Boy George and Jon Moss open up about the skepticism and cruelty they faced during the early days of Culture Club in a new clip from Alison Ellwood’s documentary about the legendary English pop band.
Formed in London in 1981, Culture Club’s first batch of songs came easily thanks to how well the members gelled, as Moss recalls in the clip from Boy George & Culture Club. (The film premiered at the Tribeca Film Festival last year but is now available to rent on streaming services.) Their earliest performances could be fun and irreverent, too, but Boy George says they were also marred by ignorant, homophobic heckling.
Archival video shows Boy George responding to one such crowd, while in an interview he quips, “Somebody shouts something, I’d just be like, ‘Thanks, you already paid for your ticket, I’m gonna by myself some eyeshadow!’”
Ellwood tells Rolling Stone of this archival footage, “It’s so wild to see Culture Club, in the very early days, getting the bum’s rush from the audience and George sassing back at them!
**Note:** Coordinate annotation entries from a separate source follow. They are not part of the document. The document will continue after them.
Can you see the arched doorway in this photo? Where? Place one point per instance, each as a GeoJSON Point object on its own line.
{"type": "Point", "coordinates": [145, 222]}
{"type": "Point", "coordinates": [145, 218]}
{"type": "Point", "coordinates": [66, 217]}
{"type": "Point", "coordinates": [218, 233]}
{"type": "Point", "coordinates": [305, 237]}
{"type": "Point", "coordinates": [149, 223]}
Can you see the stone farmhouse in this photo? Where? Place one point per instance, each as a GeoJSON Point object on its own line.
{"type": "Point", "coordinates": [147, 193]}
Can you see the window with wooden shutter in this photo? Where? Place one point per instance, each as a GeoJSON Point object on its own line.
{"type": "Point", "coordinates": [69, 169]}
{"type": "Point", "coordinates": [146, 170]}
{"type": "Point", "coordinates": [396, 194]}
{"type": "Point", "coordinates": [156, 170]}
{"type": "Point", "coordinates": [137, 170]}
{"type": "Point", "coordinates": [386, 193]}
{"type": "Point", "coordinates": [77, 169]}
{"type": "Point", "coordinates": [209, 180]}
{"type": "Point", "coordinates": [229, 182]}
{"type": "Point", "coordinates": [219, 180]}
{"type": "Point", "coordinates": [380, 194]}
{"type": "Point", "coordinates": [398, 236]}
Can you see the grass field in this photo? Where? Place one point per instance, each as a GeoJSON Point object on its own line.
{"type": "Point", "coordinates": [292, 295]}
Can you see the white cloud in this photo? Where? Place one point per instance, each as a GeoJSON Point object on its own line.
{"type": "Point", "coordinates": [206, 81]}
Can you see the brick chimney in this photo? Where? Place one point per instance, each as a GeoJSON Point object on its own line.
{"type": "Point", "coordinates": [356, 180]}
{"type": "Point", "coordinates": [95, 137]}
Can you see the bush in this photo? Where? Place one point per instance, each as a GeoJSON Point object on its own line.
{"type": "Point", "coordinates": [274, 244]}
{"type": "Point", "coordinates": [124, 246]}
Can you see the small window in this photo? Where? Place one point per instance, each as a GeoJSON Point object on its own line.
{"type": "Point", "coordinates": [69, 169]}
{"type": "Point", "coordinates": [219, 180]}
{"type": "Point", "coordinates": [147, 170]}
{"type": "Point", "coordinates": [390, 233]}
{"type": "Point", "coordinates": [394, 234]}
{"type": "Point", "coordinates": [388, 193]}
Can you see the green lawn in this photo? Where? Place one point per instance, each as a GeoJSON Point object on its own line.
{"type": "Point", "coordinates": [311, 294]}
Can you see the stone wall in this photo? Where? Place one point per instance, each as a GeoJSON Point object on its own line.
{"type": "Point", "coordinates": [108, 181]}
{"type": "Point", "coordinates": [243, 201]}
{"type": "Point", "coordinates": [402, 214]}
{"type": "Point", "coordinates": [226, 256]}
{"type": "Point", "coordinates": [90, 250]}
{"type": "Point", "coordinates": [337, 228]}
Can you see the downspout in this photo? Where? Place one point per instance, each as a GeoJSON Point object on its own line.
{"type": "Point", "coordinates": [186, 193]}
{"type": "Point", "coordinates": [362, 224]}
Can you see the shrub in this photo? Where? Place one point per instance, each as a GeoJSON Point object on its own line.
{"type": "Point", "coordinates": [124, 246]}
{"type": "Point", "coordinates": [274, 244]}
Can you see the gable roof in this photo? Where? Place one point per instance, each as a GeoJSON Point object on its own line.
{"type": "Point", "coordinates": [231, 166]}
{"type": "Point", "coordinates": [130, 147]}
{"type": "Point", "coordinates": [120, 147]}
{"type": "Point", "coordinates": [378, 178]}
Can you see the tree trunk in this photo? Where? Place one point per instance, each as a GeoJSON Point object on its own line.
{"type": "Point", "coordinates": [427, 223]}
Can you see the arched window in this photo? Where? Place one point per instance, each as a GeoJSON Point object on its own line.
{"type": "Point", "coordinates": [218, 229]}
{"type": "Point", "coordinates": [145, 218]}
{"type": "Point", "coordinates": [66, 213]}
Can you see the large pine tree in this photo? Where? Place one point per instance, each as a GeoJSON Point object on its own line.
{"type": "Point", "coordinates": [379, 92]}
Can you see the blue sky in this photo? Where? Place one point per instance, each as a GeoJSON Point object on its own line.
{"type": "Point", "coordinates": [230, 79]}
In less than a year they’d be mobbed by thousands of screaming fans blocking motor ways in major cities.”
The doc goes on to note that, along with boorish audiences, record labels were also wary of Culture Club, even though their aesthetic was very much in the early Eighties new wave and pop mold. “Record companies, they would come and say, ‘He’s too much’ — they couldn’t see it,” Boy George says. “Anyone with makeup and a hairdo was getting signed, and we could not signed.”
They did finally secure a deal with the then-upstart Virgin Records after inviting a bunch of executives to one of their shows, and then telling all the cars they showed up in to “piss off so they couldn’t go anywhere,” as Moss recalls. “Because they’d been made to stay and get over whatever they thought, you could see that they really got it.”
Culture Club signed a deal with Virgin soon after, but even this major success came with its own concerns and confusions. “I remember just thinking, ‘Have I done the right thing?’” Boy George recalls. “And, ‘What does it mean? What have I signed away?’ I didn’t know anything! I didn’t know that I’d signed away all my rights to my music, I didn’t know what I’d done. You had your begging bowl out. It was like you’re lucky to get a record deal.”
The film digs into the band’s rise and the broader English New Romantic Scene, but also tells the story of the relationship at the heart of the band, between Boy George and Moss.